Nous extrayons de la dernière mise en ligne de ce jour dans notre rubrique Ouverture Libre (une “table ronde” sur le thème «American coup d'Etat: Military thinkers discuss the unthinkable») un passage qui éclaire d’une façon très intéressante un moment essentiel de l’histoire du complexe militaro-industriel. Il s’agit de ce moment où, alors que le communisme s’effondrait, les militaires US bloquèrent un éventuel processus de démobilisation, ou plutôt de déstructuration de la puissante structure militaires mise en place pendant la Guerre froide…

KOHN : « Considérez cet exemple flagrant de manipulation politique par l'armée : après toutes les autres guerres américaines avant la guerre froide, le pays a démobilisé son establishment militaire du temps de guerre. Même pendant la guerre froide, lorsque nous avons conservé une grande armée permanente, nous l’avons renforcée puis réduite pour les guerres régionales [Corée, Vietnam]. Mais en 1990 et 1991, les militaires, – par l'intermédiaire du général Colin Powell, qui était à la tête des chefs d'état-major interarmées à l'époque, – sont intervenus et ont effectivement empêché une démobilisation. »

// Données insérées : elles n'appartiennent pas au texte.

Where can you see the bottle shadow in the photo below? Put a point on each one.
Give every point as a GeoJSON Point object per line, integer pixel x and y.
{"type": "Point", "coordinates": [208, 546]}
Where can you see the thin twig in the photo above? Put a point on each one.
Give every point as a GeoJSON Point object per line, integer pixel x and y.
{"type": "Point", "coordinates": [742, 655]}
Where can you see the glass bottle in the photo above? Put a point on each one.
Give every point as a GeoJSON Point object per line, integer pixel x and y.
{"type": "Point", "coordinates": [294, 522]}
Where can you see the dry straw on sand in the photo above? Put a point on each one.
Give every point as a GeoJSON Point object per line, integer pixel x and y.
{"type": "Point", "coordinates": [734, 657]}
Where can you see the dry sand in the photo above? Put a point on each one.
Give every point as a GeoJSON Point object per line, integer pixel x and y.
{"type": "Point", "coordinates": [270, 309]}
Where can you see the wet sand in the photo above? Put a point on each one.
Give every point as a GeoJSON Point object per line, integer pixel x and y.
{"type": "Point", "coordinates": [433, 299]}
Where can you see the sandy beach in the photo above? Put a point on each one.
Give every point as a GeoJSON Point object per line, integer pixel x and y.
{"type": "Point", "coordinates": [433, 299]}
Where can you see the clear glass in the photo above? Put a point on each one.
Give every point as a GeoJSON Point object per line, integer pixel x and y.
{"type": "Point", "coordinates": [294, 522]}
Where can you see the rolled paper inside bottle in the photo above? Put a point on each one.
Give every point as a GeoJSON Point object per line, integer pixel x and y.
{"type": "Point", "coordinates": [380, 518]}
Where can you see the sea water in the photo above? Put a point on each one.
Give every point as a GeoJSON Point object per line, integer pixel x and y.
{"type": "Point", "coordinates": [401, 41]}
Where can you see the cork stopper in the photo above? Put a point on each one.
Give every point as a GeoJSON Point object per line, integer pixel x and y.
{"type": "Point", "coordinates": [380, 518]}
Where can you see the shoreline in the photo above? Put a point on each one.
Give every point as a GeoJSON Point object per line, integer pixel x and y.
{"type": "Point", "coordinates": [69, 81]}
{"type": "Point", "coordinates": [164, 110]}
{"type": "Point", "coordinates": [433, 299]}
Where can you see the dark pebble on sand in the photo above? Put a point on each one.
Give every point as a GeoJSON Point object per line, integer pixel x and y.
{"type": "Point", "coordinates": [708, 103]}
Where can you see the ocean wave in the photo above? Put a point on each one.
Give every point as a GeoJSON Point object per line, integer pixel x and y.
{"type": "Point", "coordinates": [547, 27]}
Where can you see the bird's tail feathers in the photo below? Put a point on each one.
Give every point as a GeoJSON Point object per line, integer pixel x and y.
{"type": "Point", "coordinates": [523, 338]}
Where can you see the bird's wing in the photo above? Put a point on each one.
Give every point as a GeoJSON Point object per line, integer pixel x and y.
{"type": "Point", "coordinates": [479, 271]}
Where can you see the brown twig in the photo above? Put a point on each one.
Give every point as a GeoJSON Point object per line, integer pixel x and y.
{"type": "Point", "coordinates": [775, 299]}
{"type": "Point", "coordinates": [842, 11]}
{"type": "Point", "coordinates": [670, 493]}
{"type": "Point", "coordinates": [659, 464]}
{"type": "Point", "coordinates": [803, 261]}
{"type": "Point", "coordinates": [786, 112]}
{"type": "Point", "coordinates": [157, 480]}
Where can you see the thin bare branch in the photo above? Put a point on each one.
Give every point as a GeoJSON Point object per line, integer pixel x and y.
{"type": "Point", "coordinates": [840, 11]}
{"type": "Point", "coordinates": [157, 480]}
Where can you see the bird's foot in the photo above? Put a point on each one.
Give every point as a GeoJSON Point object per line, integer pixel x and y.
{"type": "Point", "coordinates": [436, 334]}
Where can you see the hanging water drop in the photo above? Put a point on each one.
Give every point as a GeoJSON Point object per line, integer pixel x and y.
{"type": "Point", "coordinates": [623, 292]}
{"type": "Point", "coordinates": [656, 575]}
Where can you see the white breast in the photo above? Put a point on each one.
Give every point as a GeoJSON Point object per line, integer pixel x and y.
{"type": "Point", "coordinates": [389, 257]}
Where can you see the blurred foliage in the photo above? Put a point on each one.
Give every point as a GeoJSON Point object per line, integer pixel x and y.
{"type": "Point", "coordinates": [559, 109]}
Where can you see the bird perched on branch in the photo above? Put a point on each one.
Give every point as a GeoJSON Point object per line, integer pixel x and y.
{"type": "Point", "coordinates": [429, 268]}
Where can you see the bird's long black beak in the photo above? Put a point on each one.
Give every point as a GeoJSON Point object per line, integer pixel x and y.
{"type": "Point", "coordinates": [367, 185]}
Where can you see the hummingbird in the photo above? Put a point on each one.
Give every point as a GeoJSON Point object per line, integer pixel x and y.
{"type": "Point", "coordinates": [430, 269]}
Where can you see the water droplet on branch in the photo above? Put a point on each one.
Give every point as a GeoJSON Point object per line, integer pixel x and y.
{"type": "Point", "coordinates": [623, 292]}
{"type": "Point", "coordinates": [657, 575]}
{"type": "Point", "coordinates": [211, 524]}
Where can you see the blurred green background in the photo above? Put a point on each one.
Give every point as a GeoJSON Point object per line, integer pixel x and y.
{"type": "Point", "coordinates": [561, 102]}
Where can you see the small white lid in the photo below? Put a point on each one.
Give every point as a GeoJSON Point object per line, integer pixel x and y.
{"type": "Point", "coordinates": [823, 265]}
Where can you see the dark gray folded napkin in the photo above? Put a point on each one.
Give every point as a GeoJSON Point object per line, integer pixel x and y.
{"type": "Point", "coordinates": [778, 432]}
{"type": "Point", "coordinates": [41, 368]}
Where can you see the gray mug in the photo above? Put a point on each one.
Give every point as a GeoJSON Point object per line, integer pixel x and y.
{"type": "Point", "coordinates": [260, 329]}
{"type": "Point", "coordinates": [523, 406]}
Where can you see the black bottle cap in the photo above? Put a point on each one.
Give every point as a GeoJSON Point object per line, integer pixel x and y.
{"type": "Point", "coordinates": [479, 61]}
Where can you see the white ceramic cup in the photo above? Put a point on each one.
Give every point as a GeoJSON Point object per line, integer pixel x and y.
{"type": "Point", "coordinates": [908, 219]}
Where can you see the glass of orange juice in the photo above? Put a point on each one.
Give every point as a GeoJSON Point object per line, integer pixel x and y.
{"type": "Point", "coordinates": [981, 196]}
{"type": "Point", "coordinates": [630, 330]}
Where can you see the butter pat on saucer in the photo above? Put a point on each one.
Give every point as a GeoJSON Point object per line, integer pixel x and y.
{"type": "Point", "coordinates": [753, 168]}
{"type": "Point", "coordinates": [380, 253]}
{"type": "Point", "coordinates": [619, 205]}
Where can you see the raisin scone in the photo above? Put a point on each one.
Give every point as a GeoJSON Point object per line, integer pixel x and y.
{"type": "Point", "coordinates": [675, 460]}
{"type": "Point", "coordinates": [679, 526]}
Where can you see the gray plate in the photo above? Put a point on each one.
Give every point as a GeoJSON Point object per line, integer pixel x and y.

BACEVICH : « Plus exactement, je dirais qu'il a empêché toute discussion sur une démobilisation. »

KOHN : « C’est exact. »

DUNLAP : « Nous avons eu une réduction de la taille de l’armée. Il y a eu des réductions d'environ 9%, en dollars et en effectifs. »

KOHN : « Mais ce n'était rien comparé à la fin des grandes guerres américaines qui ont précédé. »

BACEVICH : « Powell est explicite à ce sujet dans ses mémoires. "J'étais déterminé à ce que les chefs d’état-major conduisent le processus de l’adaptation de la stratégie militaire”, écrit-il. Il n’y aurait pas “des schémas de réorganisation militaire qui nous auraient été imposées[par le pouvoir civil]”.
» Ce n’était pas un coup d'État, mais c’était clairement un contournement de l'autorité politique civile.
 »

Il est particulièrement significatif que les participants à cette table ronde, tous experts avérés dont certains (Bacevich) à l’esprit assez libre, tombent d’accord pour considérer ce moment où les militaires empêchèrent la déstructuration de leur outil de la Guerre froide comme proche d’équivaloir à un “coup”. Leur jugement commun sur ce moment est extrêmement fort et, à notre connaissance, tout à fait inédit. Il enrichit notablement l’histoire du complexe militaro-industriel.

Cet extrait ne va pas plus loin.